Abstract
Objective: To provide evidence on the effects of expansions to private and public insurance programs on adolescent specialty substance use disorder (SUD) treatment use. Data Source/Study Setting: The Treatment Episodes Data Set (TEDS), 1996 to 2017. Study Design: A quasi-experimental difference-in-differences design using observational data. Data Collection: The TEDS provides administrative data on admissions to specialty SUD treatment. Principal Findings: Expansions of laws that compel private insurers to cover SUD treatment services at parity with general health care increase adolescent admissions by 26% (P <.05).

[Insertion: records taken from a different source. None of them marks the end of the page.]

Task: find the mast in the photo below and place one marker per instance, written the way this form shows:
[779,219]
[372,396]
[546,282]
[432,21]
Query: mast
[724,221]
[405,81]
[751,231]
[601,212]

These increases are driven by nonintensive outpatient admissions, the most common treatment episodes, which rise by 30% (P <.05) postparity law. In contrast, increases in income eligibility for public insurance targeting those 6-18 years old are not statistically associated with SUD treatment. Conclusions: Private insurance expansions allow more adolescents to receive SUD treatment, while public insurance income eligibility expansions do not appear to influence adolescent SUD treatment.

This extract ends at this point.